Electric Field of Line Charge with Displaced Origin

[Chansu]

Homework Statement

Positive charge Q is distributed uniformly along the x-axis from x = 0 to x = a. Determine
a. The electric field produced by the charge distribution Q at points on the positive x-axis where x > a.
b. A point charge q is then placed at x = a + r. Determine force on q due to Q
c. If r >> a, show that the force approaches that given by two point charges.

With the origin being to the left of the point, it is throwing me off quite a bit. I'm not sure if my answers are correct, but I feel like I'm headed in the right direction.
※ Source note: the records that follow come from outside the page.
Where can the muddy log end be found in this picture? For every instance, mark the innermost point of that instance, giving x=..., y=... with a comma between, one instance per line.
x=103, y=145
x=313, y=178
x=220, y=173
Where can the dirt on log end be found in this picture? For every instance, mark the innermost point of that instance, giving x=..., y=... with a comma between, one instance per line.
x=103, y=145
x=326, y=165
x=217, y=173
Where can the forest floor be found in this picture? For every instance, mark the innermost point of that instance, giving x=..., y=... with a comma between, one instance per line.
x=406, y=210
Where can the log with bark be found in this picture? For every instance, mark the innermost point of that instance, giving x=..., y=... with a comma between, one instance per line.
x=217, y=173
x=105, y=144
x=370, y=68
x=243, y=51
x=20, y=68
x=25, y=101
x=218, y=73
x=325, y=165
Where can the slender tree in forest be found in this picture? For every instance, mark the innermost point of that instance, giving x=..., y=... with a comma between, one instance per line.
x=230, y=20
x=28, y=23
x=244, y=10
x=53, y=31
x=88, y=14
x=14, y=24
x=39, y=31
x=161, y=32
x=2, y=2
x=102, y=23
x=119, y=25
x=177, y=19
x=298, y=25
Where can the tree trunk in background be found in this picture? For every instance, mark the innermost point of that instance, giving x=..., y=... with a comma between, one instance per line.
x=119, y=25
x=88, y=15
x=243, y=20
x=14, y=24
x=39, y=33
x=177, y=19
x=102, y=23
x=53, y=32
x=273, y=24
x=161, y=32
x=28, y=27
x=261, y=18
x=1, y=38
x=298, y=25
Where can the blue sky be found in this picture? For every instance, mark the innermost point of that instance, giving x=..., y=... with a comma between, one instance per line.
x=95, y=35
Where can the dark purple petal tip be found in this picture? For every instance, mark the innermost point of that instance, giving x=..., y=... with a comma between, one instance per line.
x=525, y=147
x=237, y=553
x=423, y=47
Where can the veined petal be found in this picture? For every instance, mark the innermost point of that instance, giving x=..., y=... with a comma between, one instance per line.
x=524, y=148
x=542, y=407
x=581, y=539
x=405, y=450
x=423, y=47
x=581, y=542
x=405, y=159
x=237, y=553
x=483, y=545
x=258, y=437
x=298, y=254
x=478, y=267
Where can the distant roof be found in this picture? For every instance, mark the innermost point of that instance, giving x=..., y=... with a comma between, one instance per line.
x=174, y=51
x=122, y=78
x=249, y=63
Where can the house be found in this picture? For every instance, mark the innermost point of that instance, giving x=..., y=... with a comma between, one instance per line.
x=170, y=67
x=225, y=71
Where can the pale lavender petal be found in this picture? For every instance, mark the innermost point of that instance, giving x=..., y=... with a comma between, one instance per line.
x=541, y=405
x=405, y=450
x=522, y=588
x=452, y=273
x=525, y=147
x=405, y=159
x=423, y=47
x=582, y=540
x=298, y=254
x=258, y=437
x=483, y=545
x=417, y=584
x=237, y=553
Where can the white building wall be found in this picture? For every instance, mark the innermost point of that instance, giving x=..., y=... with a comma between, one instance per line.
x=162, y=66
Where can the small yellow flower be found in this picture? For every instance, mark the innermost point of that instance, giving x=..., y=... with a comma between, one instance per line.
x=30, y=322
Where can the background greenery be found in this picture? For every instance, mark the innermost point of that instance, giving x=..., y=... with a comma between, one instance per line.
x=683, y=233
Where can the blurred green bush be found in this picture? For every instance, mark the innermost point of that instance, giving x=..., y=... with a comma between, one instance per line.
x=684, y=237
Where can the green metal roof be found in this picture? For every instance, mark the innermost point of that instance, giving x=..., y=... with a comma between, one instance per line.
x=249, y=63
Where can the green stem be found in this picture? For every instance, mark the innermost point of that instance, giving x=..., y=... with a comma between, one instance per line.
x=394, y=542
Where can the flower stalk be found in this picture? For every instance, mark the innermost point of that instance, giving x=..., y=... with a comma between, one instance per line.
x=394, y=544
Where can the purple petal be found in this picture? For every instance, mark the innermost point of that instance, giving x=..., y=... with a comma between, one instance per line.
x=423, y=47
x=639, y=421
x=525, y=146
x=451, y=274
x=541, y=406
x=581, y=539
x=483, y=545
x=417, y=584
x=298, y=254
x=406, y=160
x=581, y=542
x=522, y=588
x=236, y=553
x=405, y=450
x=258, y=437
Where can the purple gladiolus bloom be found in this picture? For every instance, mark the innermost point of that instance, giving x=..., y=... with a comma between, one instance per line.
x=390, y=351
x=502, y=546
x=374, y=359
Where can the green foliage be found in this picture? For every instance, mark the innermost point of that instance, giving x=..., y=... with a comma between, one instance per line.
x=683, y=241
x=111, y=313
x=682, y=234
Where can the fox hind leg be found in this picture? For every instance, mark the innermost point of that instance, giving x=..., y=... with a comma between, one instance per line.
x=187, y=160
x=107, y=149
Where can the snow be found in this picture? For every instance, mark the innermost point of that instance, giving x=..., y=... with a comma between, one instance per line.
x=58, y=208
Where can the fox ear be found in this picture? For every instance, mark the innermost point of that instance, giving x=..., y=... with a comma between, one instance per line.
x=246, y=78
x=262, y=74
I've attached the diagram as well as mine to this thread. The video below also is extremely relevant.

Homework Equations

E = kq / r² = k dq / r²

λ = Q / L = dQ / dL

F = qE

x = a + r

The Attempt at a Solution

[/B]
a. dE = (k dQ) / L² i^

using λ and solving for dQ,

dE = ∫[(k λ dL) / L²] i^ (from r to x)

taking the integral,

E = [k λ (-L^-1)] i^ (from r to x)

E = [k λ(-x^-1 + r^-1)] i^

E = [k λ(-x^-1 + (x-a)^-1)] i^ N/C, as long as x > a

b. F = q [k λ(-x^-1 + [x-a]^-1)] i^

if x = a + r,

F = q [k λ(-[a+r]^-1 + [a+r-a]^-1)] i^

F = q [k λ(-[a+r]^-1 + r^-1)] i^ N

c. if r >> a,

F = q k λ [-(a+r)^-1 + r^-1]

F = q k λ [-r^-1 + r^-1]

F = q k λ

 

[haruspex]

F = q k λ [-r^-1+ r^-1]
F = q k λ

The second line does not follow from the first. Indeed, the first line is not helpful. Too much detail has been lost.
Go back to the preceding line and find a more accurate approximation.